Doch was genau steckt hinter dem Begriff Fermentation, welche Lebensmittel gehören dazu – und worauf sollte man beim Verzehr achten?

Was sind fermentierte Lebensmittel?

Fermentation ist ein natürlicher Prozess, bei dem Mikroorganismen wie Bakterien, Hefen oder Schimmelpilze Lebensmittel umwandeln. Dabei bauen diese Mikroorganismen Zucker und andere Bestandteile der Nahrung ab und erzeugen neue Stoffe wie Milchsäure, Enzyme oder Vitamine. Dieser Prozess verändert Geschmack, Konsistenz und Haltbarkeit der Lebensmittel.

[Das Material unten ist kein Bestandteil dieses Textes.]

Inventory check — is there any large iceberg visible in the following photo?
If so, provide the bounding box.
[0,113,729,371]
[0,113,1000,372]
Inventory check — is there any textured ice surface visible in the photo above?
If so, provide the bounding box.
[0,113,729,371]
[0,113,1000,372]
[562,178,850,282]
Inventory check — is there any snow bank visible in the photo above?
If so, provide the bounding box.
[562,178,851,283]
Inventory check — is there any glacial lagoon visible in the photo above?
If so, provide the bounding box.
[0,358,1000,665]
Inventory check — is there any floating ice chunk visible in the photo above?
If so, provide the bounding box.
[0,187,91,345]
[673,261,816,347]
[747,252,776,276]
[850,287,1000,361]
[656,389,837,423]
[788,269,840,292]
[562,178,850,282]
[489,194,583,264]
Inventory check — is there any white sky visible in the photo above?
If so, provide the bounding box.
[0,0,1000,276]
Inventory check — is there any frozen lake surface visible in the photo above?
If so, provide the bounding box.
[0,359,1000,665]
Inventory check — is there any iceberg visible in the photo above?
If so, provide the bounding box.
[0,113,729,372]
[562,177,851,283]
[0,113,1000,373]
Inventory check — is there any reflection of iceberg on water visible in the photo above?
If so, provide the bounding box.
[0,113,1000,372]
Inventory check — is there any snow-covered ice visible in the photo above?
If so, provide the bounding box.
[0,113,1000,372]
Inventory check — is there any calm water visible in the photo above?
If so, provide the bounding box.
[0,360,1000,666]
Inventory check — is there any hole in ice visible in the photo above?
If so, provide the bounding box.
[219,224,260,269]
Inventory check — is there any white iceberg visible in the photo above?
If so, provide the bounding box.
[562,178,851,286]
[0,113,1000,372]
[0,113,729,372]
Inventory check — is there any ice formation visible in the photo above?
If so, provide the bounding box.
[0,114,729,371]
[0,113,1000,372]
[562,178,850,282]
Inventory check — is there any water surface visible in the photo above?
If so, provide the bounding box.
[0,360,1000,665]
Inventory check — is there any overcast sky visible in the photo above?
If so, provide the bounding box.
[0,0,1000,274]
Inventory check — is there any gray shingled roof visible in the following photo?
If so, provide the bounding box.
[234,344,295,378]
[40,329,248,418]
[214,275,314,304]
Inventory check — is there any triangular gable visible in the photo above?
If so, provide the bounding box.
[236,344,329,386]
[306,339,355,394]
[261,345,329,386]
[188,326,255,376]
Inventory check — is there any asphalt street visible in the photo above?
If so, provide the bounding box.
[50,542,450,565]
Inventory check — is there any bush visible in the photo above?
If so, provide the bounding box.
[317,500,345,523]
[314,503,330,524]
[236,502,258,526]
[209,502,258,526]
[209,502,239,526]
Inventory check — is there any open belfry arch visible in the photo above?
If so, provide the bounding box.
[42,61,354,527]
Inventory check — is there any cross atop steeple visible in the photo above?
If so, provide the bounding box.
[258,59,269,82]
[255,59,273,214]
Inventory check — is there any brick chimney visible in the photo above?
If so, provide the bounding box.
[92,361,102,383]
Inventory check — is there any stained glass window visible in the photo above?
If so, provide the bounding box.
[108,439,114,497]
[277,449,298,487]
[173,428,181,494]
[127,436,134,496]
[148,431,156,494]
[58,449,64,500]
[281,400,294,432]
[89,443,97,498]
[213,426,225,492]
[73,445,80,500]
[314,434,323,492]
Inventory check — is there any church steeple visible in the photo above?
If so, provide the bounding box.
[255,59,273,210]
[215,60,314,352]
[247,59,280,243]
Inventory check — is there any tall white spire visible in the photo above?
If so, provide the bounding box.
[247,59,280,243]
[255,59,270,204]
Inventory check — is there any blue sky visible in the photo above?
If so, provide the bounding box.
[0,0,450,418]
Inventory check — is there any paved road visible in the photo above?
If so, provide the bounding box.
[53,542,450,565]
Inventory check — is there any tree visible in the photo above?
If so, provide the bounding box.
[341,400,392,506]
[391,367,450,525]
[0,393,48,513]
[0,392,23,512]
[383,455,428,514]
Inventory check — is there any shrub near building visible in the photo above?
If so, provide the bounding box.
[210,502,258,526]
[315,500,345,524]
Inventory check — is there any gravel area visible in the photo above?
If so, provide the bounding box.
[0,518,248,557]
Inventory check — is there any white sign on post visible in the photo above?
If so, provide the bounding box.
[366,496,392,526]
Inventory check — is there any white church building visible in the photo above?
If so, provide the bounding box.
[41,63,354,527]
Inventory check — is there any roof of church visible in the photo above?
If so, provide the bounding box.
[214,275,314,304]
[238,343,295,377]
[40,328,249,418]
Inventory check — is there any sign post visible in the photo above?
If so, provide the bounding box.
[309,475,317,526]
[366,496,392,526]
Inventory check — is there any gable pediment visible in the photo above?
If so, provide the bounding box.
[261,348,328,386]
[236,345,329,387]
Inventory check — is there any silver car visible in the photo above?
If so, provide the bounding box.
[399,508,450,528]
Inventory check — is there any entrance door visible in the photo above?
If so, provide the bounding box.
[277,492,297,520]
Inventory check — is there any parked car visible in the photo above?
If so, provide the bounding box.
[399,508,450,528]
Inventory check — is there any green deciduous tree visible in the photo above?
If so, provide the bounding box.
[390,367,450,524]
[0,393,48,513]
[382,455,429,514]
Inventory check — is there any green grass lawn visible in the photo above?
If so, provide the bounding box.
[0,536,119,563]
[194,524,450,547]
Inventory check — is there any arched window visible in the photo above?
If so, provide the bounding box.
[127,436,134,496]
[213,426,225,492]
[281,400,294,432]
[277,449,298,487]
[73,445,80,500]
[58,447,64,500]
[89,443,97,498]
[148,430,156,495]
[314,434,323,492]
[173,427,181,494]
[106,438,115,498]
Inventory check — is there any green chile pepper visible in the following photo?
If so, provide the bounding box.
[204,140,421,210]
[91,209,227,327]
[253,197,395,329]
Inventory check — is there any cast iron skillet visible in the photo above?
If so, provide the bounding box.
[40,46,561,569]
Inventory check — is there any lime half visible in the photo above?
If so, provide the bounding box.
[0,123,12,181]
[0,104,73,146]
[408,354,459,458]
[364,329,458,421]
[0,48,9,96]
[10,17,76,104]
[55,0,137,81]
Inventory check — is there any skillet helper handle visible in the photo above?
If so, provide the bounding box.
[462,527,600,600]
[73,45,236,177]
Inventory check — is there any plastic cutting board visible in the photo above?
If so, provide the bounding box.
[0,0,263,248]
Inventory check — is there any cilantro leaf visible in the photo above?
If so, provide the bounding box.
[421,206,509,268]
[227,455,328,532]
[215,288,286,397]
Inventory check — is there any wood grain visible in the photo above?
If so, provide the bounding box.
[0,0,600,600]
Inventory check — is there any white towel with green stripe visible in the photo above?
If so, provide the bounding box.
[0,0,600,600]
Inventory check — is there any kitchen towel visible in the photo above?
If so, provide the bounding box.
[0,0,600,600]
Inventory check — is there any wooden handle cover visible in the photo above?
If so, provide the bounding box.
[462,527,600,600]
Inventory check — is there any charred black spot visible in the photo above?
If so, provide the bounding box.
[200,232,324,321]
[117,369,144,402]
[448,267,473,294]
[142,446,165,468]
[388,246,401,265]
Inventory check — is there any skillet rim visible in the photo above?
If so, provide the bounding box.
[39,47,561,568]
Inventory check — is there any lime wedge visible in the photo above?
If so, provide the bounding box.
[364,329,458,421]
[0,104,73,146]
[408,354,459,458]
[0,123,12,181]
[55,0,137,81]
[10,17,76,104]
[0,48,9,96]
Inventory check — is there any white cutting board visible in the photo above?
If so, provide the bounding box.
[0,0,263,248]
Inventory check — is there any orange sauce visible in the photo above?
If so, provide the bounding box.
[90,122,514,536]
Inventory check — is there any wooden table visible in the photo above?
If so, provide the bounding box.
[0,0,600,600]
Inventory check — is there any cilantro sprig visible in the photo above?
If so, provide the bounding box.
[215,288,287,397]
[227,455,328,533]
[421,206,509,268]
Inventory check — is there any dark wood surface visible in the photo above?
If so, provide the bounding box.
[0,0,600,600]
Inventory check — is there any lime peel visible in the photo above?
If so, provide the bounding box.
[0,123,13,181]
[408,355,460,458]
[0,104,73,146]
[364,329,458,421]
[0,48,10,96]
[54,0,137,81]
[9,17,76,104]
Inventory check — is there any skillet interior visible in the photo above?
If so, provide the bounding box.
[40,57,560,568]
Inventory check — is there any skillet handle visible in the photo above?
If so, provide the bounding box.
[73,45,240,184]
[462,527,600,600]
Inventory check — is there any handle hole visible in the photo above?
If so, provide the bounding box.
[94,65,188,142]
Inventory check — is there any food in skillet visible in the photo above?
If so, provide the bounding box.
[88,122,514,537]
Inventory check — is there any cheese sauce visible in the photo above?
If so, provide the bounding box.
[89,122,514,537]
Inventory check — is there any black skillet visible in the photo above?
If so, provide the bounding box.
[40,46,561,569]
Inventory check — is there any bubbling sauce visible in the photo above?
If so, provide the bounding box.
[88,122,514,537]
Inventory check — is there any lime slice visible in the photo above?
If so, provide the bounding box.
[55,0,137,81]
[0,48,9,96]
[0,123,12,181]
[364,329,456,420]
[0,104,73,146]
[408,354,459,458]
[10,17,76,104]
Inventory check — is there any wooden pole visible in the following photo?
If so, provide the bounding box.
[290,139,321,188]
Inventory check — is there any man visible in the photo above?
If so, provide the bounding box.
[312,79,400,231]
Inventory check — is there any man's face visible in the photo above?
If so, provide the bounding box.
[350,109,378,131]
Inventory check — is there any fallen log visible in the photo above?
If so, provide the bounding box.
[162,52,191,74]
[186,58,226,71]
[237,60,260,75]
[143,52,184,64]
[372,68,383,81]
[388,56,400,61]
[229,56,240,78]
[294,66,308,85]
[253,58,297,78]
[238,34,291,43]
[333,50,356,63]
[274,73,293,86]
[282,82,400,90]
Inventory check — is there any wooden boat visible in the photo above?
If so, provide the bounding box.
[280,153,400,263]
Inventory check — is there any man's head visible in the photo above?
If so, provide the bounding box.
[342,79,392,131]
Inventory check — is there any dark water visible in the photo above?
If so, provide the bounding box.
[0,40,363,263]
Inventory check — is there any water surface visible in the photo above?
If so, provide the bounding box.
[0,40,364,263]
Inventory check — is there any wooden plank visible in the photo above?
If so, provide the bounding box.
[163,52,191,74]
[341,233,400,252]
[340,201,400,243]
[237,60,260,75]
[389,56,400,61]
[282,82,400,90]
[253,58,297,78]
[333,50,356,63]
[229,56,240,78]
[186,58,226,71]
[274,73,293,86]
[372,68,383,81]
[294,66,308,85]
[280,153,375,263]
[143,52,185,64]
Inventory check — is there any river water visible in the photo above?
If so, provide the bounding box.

Die Fermentation wird von Menschen schon seit Tausenden von Jahren genutzt – ursprünglich vor allem, um Lebensmittel länger haltbar zu machen. Gleichzeitig entstehen dabei neue Aromen und oft auch gesundheitlich wertvolle Inhaltsstoffe.

Bekannte fermentierte Lebensmittel sind zum Beispiel:

  • Sauerkraut

  • Kimchi

  • Joghurt

  • Kefir

  • Miso

  • Tempeh

  • Kombucha

  • Sauerteigbrot

  • Fermentiertes Gemüse

Viele dieser Produkte haben ihren Ursprung in traditionellen Küchen rund um die Welt. In der Schweiz gehört zum Beispiel Sauerkraut zu den klassischen fermentierten Lebensmitteln.

Wozu sind fermentierte Lebensmittel gut?

Fermentierte Lebensmittel gelten als besonders gesund, weil sie die Darmflora unterstützen und dem Körper wichtige Nährstoffe liefern können.

Während der Fermentation entstehen sogenannte probiotische Mikroorganismen. Diese können die natürlichen Darmbakterien unterstützen und so zur Darmgesundheit beitragen. Eine gesunde Darmflora ist wichtig, da ein grosser Teil des Immunsystems im Darm angesiedelt ist.

Fermentierte Lebensmittel können deshalb verschiedene positive Effekte haben:

  • Unterstützung der Verdauung

  • Förderung einer gesunden Darmflora

  • Stärkung des Immunsystems

  • bessere Nährstoffaufnahme

  • mögliche positive Wirkung auf Stoffwechsel und Wohlbefinden

Für Seniorinnen und Senioren kann dies besonders interessant sein. Mit zunehmendem Alter verändert sich die Darmflora, und viele Menschen leiden häufiger unter Verdauungsbeschwerden. Fermentierte Lebensmittel können hier eine natürliche Unterstützung bieten.

Zudem sind viele fermentierte Produkte leichter verdaulich, weil ein Teil der Inhaltsstoffe bereits während der Fermentation aufgespalten wird.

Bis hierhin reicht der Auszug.